Pavlova was born, raised and trained in St. Petersburg in pre-Revolutionary Russia, though she’d already relocated to London in 1915 and therefore didn’t have the should-I-stay-or-should-I-go dilemma of whether to remain in Russia after the two revolutions of 1917 (the March one in which the Czar fell and was replaced by an attempt to create a constitutional republic, and the November revolution in which the Bolsheviks took over), but the plot of The Dumb Girl of Portici as Lois Weber rewrote it for the screen – peasants unite to overthrow an old regime that’s been oppressing them and end up stuck with a new regime that’s at least as oppressive, if not more so – eerily anticipates what happened to Pavlova’s native country in the next few years: a long-established regime with a history of oppression and confiscatory taxation was overthrown, only the new regime that emerged afterwards was just as dictatorial and oppressive. As Pete Townshend wrote in the Who song “Won’t Get Fooled Again,” “Meet the new boss/same as the old boss.” Though the plot is radically changed from the original opera, the film still features quite a lot of dancing – I suspect part of the terms of Pavlova’s contract was that they would have to pay her dancers and keep them occupied at Universal’s expense during the making of the film, so the company pressed them into service as the dancers first the viceroy and then Masaniello employ for their orgiastic revels (though the revels don’t look all that orgiastic to me; the intertitles hint that quite a lot more physical corruption exists than what we actually see) – and apparently when Lois Weber and Phillips Smalley turned in their cut the “suits” at Universal were upset that there weren’t more solo sequences of Pavlova dancing.

So the filmmakers added a prologue showing Pavlova dancing in front of a black backdrop and a spectacular ending sequence in which the dead Fenella rises to heaven and Pavlova does ballet steps in front of a backdrop representing the clouds in the sky she’s brushing past as she ascends (a quite difficult special effect to pull off in 1916, and one I suspect was achieved much the way a similar effect would be done today: she danced in front of a black screen, thus creating a negative image of her against a clear backdrop, and this was double-printed with a matte painting of sky the technical people either rolled on wheels or had Weber’s camera pan up).
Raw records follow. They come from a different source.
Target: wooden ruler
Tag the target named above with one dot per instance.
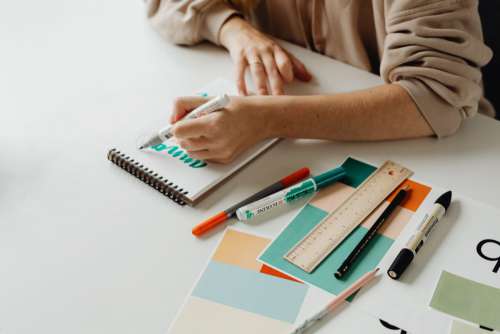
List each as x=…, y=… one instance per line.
x=309, y=252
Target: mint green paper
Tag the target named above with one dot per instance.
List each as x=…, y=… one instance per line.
x=469, y=300
x=309, y=217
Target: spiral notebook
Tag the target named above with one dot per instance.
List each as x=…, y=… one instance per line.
x=170, y=170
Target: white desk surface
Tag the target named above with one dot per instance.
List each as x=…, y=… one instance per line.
x=84, y=247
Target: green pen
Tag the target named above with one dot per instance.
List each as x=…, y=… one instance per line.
x=290, y=194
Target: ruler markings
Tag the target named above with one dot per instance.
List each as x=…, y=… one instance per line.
x=309, y=252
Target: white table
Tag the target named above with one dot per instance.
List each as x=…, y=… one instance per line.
x=85, y=248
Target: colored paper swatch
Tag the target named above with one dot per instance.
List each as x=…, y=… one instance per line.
x=459, y=327
x=204, y=316
x=326, y=202
x=466, y=299
x=237, y=294
x=251, y=291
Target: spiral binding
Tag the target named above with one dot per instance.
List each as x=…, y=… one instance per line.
x=146, y=175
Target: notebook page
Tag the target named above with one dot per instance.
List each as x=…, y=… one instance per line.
x=191, y=176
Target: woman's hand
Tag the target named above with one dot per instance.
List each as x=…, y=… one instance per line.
x=270, y=65
x=222, y=135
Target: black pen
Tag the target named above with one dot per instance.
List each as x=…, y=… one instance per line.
x=417, y=240
x=349, y=261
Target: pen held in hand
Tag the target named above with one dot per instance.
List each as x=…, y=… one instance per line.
x=217, y=103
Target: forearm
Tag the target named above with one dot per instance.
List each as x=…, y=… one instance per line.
x=382, y=113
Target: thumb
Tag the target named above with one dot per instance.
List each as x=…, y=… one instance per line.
x=184, y=105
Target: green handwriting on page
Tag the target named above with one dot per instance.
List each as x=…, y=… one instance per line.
x=174, y=151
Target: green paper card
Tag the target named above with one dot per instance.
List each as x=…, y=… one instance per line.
x=466, y=299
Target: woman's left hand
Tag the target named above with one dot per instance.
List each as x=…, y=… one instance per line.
x=222, y=135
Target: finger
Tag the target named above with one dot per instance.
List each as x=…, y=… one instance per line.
x=193, y=128
x=284, y=64
x=241, y=66
x=273, y=74
x=299, y=70
x=258, y=74
x=203, y=155
x=195, y=144
x=183, y=105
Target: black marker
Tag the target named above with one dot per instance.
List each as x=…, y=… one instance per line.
x=406, y=255
x=360, y=247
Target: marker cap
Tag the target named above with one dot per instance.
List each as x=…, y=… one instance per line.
x=401, y=262
x=329, y=177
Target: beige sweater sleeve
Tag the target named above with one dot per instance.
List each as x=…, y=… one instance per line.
x=434, y=50
x=189, y=22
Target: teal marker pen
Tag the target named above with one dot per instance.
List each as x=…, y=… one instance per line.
x=290, y=194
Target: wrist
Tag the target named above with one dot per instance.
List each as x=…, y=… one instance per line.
x=231, y=29
x=276, y=114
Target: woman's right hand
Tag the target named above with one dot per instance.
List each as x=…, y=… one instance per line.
x=270, y=65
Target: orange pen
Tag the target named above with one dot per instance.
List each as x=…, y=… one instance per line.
x=221, y=217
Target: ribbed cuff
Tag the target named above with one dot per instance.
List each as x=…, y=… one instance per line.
x=443, y=118
x=215, y=17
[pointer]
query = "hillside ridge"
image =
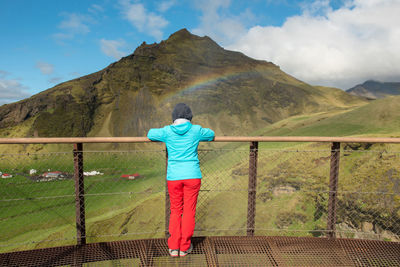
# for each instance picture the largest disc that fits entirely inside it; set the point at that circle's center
(228, 91)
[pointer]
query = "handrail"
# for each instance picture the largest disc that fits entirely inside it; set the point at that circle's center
(73, 140)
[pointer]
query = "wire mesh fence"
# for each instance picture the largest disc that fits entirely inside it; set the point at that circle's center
(124, 193)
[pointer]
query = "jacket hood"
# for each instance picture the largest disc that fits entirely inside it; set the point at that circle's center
(181, 129)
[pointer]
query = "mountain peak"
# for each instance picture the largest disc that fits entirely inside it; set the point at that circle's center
(182, 33)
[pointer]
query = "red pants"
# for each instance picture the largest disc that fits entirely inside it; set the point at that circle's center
(183, 199)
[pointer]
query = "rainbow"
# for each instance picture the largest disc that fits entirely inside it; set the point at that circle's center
(208, 80)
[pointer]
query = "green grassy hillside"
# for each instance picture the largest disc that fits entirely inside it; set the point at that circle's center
(228, 91)
(378, 118)
(291, 191)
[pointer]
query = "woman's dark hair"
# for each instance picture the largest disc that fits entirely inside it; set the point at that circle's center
(183, 111)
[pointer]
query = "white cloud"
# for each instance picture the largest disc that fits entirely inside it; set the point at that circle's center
(72, 25)
(75, 23)
(3, 74)
(12, 90)
(112, 48)
(217, 23)
(55, 80)
(165, 5)
(341, 47)
(94, 9)
(45, 68)
(142, 20)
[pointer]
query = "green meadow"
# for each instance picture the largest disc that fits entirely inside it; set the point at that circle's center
(292, 186)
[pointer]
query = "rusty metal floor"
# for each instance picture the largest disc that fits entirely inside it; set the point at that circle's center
(217, 251)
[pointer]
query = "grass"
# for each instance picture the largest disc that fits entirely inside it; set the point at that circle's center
(121, 209)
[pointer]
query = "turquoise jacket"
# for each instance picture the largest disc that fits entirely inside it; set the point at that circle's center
(182, 141)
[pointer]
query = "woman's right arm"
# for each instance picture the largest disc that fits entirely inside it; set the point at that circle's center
(156, 134)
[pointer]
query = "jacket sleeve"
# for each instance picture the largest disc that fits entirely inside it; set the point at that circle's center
(156, 134)
(206, 134)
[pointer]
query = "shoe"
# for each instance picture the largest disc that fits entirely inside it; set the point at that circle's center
(173, 252)
(184, 253)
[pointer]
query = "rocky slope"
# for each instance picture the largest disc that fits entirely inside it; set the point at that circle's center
(227, 91)
(374, 89)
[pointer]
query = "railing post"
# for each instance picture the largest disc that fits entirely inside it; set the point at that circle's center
(333, 187)
(79, 194)
(251, 201)
(167, 204)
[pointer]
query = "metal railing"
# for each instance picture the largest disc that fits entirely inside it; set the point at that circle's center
(328, 202)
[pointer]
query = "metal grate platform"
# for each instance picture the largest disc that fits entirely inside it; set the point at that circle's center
(217, 251)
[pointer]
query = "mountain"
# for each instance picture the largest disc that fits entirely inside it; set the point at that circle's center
(374, 89)
(378, 118)
(228, 91)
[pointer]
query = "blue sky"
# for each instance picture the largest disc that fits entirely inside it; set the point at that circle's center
(332, 43)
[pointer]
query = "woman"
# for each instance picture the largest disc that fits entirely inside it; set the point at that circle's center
(183, 175)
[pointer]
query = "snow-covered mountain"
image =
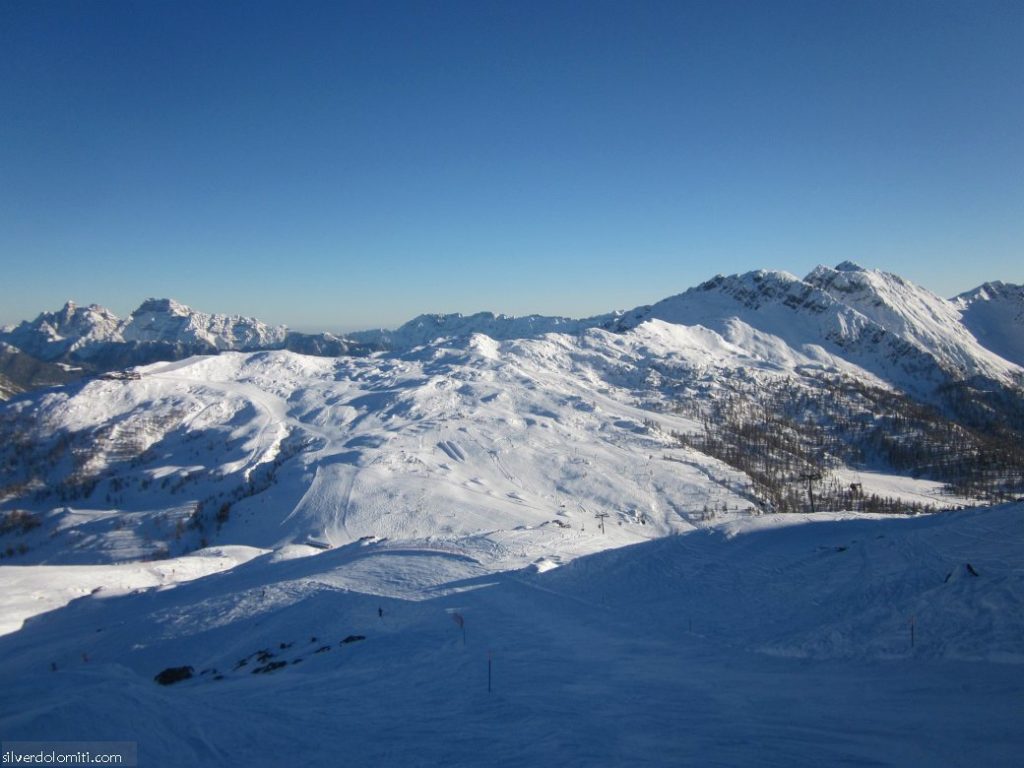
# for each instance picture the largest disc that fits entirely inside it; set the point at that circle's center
(94, 340)
(994, 313)
(303, 535)
(847, 317)
(165, 321)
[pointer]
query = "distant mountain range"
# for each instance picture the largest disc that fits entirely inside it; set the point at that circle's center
(877, 321)
(848, 390)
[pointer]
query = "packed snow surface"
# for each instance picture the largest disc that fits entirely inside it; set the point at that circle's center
(774, 640)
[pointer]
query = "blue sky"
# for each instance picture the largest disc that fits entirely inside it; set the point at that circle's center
(338, 165)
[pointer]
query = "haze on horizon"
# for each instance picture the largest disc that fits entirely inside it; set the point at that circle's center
(351, 165)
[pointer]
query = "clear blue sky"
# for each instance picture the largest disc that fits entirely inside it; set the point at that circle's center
(349, 165)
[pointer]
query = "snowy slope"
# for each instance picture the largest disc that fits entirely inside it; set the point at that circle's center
(776, 314)
(994, 313)
(756, 644)
(65, 332)
(484, 444)
(168, 322)
(428, 328)
(930, 323)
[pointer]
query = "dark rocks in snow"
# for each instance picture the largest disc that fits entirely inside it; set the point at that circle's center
(173, 675)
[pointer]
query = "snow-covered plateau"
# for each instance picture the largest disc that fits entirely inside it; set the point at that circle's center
(766, 521)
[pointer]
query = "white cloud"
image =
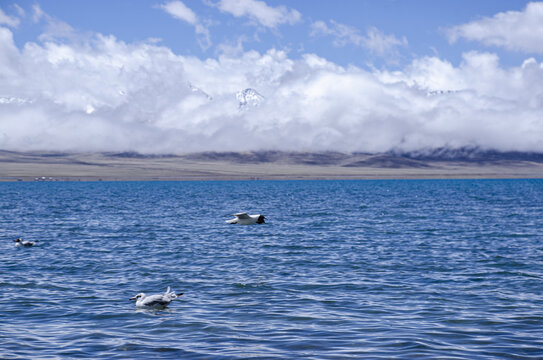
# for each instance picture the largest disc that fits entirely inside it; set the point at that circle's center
(260, 12)
(107, 95)
(180, 11)
(374, 40)
(513, 30)
(7, 20)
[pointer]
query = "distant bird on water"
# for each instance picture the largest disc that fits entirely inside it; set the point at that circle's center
(246, 219)
(158, 301)
(19, 242)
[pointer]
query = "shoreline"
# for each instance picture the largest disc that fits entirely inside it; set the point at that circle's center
(39, 166)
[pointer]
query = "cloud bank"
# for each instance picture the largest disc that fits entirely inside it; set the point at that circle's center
(106, 95)
(513, 30)
(260, 12)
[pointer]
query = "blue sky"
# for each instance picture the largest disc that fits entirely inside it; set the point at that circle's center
(349, 75)
(422, 23)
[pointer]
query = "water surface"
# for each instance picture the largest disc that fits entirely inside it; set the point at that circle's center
(342, 269)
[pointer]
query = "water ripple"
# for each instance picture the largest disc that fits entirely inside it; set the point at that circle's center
(343, 269)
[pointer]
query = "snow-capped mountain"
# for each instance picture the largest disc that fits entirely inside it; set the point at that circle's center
(197, 90)
(249, 98)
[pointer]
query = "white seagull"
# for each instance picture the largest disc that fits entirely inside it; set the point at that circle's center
(158, 301)
(246, 219)
(19, 242)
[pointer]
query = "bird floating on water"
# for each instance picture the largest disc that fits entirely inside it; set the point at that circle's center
(246, 219)
(19, 242)
(158, 301)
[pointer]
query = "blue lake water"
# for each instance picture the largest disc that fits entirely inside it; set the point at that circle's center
(448, 269)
For years The Dumb Girl of Portici was thought lost – the only part of it I’d seen was the clip in the 1990’s documentary That’s Dancing!, in which Pavlova is shown clumping around the beach (presumably at Malibu) in a rather clumsy and ungainly dance (the makers of That’s Dancing! suggested in their narration that this scene appeared towards the end of the film and represented Fenella celebrating the victory of Masaniello’s revolution; in fact it appears midway through during a point in the story just before the revolution happens, in which the people are getting more and more restive as they lose confidence in their ability to survive the government’s treatment of them); it wasn’t until 2015 that a major restoration of this film was made, using a 35 mm print from the British Film Institute and a 16 mm print from the New York Public Library. Wisely, the people who added the musical score for the restored version reached to Auber’s opera for inspiration and drew the themes for their score from it – so we didn’t have the sometimes dreadfully anachronistic modern scores (often including electronic instruments) that have been slapped onto some silent films. One wonders how the theatre accompanists of 1916 coped with a film that featured this much dancing!